Lo que quiero señalar es que siempre tenemos que reavivar la gracia e intuir en toda petición, a veces inoportunas, a veces puramente materiales, incluso banales -pero lo son sólo en apariencia-, el deseo de nuestra gente de ser ungidos con el óleo perfumado, porque sabe que lo tenemos. Intuir y sentir como sintió el Señor la angustia esperanzada de la hemorroísa cuando tocó el borde de su manto. Ese momento de Jesús, metido en medio de la gente que lo rodeaba por todos lados, encarna toda la belleza de Aarón revestido sacerdotalmente y con el óleo que desciende sobre sus vestidos. Es una belleza oculta que resplandece sólo para los ojos llenos de fe de la mujer que padecía derrames de sangre. Los mismos discípulos –futuros sacerdotes– todavía no comprenden: en la periferia existencial sólo ven la superficialidad de la multitud que aprieta por todos lados…
Salid a las periferias
Hay que salir a experimentar nuestra unción, su poder y eficacia redentora en las periferias donde hay sufrimiento, sangre derramada, ceguera que desea ver, donde hay cautivos de tantos malos patrones. No es en autoexperiencias ni en introspecciones reiteradas donde vamos a encontrar al Señor: los cursos de autoayuda pueden ser útiles, pero vivir nuestra vida sacerdotal pasando de un curso a otro, de método en método, lleva a hacernos pelagianos, a minimizar el poder de la gracia que se activa y crece en la medida en que salimos con fe a darnos y a dar el Evangelio a los demás; a dar la poca unción que tengamos a los que no tienen nada de nada.
El sacerdote que sale poco de sí, que unge poco –no digo nada, porque, gracias a Dios, la gente nos roba la unción–, se pierde lo mejor de nuestro pueblo, eso que es capaz de activar lo más hondo de su corazón presbiteral.
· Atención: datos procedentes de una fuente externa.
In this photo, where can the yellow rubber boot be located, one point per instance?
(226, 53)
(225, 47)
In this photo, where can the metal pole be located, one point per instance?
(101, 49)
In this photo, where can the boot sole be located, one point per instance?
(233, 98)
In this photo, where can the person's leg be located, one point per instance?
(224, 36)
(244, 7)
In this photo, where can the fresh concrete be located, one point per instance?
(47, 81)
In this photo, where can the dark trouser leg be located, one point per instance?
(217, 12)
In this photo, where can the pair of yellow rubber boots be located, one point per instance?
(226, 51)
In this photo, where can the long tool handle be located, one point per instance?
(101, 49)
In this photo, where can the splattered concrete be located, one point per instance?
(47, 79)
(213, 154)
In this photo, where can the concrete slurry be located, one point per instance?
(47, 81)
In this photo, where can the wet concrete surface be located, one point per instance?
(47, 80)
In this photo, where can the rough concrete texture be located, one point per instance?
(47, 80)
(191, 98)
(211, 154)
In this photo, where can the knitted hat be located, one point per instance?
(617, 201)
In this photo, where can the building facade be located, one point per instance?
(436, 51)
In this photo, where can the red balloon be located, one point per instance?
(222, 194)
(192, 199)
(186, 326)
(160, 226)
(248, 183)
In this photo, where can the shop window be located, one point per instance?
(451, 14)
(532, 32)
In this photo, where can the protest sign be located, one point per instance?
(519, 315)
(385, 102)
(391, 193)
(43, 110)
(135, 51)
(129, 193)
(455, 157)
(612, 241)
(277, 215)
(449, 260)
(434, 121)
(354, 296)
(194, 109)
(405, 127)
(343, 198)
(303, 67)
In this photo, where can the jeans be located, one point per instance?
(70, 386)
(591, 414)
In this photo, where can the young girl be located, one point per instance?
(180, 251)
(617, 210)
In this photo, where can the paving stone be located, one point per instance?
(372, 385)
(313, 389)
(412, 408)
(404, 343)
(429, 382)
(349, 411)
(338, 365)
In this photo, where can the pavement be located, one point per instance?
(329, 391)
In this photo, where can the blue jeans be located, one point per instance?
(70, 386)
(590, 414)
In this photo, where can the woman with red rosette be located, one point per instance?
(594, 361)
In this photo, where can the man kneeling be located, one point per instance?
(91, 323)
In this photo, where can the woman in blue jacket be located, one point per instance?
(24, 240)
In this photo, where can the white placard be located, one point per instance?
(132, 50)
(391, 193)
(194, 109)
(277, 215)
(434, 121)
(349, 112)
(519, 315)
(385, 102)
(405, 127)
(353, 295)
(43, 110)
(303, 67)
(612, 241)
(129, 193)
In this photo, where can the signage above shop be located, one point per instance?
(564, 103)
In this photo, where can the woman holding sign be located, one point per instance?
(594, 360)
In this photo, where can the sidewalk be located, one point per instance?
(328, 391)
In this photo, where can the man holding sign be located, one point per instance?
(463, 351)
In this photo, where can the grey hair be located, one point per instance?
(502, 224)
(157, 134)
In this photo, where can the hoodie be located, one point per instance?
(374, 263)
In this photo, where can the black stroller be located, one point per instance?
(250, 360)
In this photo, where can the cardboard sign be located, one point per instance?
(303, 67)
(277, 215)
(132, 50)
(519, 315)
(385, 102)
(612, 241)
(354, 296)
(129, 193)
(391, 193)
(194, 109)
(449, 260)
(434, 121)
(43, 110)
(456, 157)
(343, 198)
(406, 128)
El que no sale de sí, en vez de mediador, se va convirtiendo en intermediario, en gestor. Todos conocemos la diferencia: el intermediario y el gestor ya tienen su paga, y puesto que no ponen en juego la propia piel ni el corazón, tampoco reciben un agradecimiento afectuoso que nace del corazón. De aquí proviene precisamente la insatisfacción de algunos, que terminan tristes, sacerdotes tristes, y convertidos en una especie de coleccionistas de antigüedades o bien de novedades, en vez de ser pastores con olor a oveja. Esto os pido: sed pastores con olor a oveja, pastores en medio del propio rebaño, y pescadores de hombres. Es verdad que la así llamada crisis de identidad sacerdotal nos amenaza a todos y se suma a una crisis de civilización; pero si sabemos barrenar su ola, podremos meternos mar adentro en nombre del Señor y echar las redes.